Along the way, the purchase of markets and “market solutions” has expanded to a range of domains hitherto associated with public services or common goods—from education to military intelligence to environmental stewardship. Simultaneously, the number and purview of democratically debatable issues has been drastically reduced by the sway of “good governance” and “best practices”—two notions originating in a corporate culture devoted to the creation of shareholder value but later co-opted by public officials whose main concern is the standing of the national debt in bondholders’ eyes.
For a long time, many critics on the left hoped that the changes they were witnessing might be transient. As the unconstrained quest for short-term capital gain would bear its bitter fruits, the thinking went, gaping inequalities and the prospect of an environmental catastrophe would induce elected officials to change course or, if they failed to do so, expose them to a massive popular upheaval. However, neither the steady deterioration of labor conditions nor the increasingly alarming damages caused to the environment has acted as the anticipated wake up call. To the contrary, the aftermath of the Great Recession has demonstrated the remarkable resilience of a mode of government, disseminated across public and private institutions, that gives precedence to the gambles on tomorrow’s presumptive profits over the mending of today’s social woes and the prevention of after-tomorrow’s ecological disaster.

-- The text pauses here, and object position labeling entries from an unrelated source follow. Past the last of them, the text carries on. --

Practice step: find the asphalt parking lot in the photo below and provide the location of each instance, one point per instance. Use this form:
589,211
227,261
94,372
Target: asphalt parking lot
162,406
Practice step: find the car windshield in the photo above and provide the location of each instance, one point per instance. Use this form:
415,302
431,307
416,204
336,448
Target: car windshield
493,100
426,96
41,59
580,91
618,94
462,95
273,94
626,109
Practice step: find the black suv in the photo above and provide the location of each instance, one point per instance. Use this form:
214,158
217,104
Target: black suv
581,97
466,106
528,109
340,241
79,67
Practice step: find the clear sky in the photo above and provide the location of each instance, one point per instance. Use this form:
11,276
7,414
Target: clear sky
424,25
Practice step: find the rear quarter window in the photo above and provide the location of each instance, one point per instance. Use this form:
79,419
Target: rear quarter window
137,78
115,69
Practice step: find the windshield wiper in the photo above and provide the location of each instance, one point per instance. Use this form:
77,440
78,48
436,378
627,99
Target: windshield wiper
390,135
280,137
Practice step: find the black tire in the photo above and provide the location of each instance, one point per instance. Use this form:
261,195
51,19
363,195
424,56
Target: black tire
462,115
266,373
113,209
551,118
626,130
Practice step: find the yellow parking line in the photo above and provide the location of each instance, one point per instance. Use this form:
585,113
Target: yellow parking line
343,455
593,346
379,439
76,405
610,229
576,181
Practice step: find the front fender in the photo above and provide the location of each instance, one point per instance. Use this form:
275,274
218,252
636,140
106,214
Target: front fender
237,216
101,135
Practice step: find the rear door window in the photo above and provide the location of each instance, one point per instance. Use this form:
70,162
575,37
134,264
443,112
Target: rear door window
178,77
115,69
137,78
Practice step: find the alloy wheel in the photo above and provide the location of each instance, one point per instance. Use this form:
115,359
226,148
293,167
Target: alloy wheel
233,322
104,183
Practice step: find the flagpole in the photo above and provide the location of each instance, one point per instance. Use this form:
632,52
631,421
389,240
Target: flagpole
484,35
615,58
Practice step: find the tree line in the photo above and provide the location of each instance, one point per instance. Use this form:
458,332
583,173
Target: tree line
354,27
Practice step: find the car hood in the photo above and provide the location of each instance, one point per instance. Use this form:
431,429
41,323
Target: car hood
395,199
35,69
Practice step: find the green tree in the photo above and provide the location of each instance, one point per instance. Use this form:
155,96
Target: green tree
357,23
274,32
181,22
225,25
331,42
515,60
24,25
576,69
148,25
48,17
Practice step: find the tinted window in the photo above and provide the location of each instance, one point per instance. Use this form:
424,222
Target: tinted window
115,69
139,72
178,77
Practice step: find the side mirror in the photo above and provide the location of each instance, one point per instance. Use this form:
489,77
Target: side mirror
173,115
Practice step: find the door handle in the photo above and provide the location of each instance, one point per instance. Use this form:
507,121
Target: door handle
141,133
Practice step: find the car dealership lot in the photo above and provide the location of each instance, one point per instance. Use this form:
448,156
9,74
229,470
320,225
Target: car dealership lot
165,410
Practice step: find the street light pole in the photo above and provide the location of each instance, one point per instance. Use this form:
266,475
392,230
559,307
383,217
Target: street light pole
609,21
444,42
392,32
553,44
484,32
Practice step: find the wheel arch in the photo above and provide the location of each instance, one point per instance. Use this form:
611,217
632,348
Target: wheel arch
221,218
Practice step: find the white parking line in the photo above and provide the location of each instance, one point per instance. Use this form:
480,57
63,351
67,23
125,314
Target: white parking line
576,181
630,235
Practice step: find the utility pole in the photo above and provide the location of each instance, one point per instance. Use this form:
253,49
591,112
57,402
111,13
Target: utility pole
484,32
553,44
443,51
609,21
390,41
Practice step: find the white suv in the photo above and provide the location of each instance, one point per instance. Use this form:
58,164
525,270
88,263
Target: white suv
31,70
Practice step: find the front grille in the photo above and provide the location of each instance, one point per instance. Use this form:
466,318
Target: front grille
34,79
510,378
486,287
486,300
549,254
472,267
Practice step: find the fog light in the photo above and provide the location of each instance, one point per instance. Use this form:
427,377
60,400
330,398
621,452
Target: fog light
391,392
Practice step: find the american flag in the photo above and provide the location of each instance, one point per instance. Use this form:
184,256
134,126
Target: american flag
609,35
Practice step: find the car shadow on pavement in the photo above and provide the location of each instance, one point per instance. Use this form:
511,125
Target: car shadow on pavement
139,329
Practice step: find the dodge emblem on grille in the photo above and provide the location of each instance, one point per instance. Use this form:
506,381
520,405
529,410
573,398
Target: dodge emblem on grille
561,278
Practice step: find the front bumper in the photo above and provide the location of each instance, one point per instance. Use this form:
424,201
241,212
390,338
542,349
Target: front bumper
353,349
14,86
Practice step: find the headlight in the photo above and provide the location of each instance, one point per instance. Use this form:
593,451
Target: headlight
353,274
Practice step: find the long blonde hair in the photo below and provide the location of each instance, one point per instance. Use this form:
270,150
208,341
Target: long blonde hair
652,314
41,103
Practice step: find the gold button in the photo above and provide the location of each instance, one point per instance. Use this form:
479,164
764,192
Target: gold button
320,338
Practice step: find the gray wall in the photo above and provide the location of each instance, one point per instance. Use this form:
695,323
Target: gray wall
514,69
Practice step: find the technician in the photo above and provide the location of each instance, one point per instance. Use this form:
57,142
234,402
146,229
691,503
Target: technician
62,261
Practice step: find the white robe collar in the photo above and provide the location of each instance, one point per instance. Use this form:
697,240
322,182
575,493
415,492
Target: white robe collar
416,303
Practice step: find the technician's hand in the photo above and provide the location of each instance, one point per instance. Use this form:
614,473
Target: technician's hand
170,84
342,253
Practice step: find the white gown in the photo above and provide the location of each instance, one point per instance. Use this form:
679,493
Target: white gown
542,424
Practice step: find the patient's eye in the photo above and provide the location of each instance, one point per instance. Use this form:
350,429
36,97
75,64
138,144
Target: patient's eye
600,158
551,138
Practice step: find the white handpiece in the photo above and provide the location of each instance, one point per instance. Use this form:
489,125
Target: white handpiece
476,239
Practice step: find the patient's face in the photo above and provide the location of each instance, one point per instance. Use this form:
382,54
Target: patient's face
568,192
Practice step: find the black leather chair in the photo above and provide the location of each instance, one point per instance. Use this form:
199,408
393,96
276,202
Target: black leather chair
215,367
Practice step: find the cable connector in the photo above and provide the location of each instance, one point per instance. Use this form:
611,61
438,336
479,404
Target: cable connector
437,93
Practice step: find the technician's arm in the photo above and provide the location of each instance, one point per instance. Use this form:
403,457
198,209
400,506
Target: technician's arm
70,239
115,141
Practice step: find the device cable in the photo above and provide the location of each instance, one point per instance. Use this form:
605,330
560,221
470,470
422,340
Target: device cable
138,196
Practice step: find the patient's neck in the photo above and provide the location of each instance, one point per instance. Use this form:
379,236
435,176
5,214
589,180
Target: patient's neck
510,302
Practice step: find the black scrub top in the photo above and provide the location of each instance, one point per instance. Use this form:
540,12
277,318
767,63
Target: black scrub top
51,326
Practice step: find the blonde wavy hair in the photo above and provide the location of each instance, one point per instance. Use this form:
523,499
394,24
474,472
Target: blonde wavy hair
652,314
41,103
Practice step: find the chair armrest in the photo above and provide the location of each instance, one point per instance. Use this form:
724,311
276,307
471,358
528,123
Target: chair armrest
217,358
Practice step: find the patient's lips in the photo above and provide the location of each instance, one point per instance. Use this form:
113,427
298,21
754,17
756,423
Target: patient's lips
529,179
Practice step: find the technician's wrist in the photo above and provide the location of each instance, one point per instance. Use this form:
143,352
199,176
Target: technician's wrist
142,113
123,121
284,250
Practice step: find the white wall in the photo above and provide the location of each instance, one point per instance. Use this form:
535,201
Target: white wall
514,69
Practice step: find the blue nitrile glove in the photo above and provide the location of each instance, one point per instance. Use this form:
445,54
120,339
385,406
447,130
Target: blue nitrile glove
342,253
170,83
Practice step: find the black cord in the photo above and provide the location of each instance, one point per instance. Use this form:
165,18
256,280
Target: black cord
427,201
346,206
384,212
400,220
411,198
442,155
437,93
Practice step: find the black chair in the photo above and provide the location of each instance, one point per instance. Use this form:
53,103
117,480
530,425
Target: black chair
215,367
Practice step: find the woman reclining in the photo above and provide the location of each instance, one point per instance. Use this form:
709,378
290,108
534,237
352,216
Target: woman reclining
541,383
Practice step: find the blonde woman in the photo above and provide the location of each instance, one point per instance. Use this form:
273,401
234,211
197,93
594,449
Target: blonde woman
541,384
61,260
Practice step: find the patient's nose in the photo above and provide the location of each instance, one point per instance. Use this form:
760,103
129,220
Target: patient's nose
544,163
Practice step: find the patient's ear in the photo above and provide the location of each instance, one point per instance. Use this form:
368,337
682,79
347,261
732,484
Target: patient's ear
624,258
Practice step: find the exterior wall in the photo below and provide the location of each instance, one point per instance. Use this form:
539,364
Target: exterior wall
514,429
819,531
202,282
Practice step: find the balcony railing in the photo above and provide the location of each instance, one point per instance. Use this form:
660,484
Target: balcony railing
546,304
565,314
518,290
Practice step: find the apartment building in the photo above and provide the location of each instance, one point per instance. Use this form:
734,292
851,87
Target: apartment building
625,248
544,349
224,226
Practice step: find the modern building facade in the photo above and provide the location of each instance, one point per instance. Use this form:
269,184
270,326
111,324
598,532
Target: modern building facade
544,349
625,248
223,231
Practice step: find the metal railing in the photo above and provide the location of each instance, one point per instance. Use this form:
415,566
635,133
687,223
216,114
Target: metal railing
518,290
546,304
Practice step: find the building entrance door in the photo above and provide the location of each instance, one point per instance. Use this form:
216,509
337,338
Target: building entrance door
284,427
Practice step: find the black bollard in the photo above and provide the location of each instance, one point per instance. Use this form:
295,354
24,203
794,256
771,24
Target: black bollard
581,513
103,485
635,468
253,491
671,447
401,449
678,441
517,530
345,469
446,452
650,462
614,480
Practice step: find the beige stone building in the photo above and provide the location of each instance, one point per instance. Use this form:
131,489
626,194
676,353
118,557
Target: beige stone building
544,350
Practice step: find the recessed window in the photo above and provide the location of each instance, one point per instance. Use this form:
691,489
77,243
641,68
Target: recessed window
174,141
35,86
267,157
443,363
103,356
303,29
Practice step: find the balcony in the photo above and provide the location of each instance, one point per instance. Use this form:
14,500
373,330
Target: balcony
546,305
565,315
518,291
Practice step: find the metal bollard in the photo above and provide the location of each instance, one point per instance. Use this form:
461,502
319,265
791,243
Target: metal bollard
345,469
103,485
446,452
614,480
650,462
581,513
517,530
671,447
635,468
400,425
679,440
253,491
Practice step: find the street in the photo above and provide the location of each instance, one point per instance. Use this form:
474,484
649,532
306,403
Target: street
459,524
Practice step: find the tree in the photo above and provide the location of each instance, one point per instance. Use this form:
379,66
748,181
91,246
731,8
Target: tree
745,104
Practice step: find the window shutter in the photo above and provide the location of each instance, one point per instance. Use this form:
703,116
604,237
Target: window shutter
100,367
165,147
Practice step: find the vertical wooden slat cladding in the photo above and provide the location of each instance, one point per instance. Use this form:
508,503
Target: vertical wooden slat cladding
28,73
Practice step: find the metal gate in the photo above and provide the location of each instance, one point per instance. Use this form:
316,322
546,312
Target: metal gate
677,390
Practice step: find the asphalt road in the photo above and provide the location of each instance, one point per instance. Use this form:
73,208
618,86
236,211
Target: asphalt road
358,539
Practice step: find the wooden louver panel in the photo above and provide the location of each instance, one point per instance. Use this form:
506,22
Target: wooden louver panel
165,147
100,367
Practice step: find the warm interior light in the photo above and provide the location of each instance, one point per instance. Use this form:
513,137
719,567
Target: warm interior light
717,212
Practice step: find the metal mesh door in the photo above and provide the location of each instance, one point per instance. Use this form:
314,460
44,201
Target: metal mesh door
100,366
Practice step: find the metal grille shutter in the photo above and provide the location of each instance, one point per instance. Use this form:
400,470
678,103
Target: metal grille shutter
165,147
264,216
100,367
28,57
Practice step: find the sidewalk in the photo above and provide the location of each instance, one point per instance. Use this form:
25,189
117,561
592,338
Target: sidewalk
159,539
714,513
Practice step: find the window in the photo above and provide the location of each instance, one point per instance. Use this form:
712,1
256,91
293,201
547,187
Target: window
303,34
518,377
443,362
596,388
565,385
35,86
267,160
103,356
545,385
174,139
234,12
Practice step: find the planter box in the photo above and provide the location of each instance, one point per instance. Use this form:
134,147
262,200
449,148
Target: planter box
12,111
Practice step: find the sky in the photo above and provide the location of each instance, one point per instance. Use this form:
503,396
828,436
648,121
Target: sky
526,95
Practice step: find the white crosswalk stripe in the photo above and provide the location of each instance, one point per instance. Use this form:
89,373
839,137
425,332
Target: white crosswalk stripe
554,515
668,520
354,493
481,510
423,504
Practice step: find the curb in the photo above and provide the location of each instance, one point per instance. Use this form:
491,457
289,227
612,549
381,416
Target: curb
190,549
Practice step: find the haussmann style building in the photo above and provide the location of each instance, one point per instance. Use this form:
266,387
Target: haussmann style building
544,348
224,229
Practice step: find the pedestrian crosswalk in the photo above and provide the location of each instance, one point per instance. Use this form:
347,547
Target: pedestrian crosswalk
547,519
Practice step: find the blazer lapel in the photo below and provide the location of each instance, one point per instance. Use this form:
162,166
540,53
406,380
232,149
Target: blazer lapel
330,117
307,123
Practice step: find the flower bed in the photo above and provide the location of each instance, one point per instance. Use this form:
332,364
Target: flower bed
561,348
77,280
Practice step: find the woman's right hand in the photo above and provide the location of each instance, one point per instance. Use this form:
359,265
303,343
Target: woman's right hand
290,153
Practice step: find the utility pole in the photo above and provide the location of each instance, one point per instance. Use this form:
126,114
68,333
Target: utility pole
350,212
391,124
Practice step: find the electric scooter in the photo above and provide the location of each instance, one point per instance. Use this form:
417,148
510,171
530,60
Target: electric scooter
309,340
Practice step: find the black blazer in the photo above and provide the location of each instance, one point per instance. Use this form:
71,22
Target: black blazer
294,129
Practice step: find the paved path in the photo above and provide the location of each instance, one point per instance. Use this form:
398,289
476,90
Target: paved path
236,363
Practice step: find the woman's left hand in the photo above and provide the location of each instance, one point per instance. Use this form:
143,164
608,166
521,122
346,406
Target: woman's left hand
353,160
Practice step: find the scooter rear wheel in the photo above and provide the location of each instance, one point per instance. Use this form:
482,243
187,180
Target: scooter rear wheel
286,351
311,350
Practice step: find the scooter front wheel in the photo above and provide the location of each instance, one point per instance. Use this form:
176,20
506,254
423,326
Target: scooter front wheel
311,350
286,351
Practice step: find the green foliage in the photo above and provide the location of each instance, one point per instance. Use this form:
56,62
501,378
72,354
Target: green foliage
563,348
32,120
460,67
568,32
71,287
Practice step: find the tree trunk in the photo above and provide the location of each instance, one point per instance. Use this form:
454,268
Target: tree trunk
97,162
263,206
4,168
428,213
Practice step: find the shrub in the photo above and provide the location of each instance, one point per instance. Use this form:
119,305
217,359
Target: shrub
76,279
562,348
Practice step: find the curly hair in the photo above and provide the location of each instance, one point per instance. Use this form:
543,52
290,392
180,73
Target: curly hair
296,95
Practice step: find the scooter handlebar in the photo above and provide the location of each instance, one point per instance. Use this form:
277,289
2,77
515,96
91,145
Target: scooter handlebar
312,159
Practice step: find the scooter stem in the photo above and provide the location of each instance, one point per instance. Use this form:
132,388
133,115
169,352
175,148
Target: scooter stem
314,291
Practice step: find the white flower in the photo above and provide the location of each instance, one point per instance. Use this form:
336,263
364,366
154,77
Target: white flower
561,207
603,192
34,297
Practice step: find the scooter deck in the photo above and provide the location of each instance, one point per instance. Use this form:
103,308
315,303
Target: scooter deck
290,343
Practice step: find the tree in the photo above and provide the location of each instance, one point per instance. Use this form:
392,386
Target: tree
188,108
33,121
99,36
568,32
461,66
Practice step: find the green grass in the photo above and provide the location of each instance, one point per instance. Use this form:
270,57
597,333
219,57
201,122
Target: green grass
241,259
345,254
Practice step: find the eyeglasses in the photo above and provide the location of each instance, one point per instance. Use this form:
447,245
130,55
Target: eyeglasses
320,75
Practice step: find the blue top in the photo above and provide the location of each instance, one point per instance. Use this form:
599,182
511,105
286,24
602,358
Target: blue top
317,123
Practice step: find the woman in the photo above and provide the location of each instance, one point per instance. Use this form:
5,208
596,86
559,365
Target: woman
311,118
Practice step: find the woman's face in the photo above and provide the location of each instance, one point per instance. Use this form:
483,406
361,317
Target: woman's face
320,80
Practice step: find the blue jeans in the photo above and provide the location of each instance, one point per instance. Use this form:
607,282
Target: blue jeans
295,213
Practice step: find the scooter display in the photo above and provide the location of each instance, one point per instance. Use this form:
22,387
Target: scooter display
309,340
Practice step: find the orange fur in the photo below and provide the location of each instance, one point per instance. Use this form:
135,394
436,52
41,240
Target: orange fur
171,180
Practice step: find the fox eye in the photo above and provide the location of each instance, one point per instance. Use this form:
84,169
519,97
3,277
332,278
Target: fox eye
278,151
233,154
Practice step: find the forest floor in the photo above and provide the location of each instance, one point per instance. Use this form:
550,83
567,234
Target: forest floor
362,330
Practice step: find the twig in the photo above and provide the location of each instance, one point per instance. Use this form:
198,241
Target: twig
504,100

Once filled with the hopes and apprehensions of radical change, the near future has been taken over by speculations on investors’ tastes. As such, it mandates the sacrifice of the present and the deferral of any serious grappling with long-term sustainability. Yet, for those who wish to uncover alternative trajectories, the ultimate purpose of exposing the current dominance of speculators and the nefarious effects of their short-termism is not to forego the near future but to find ways of reclaiming it.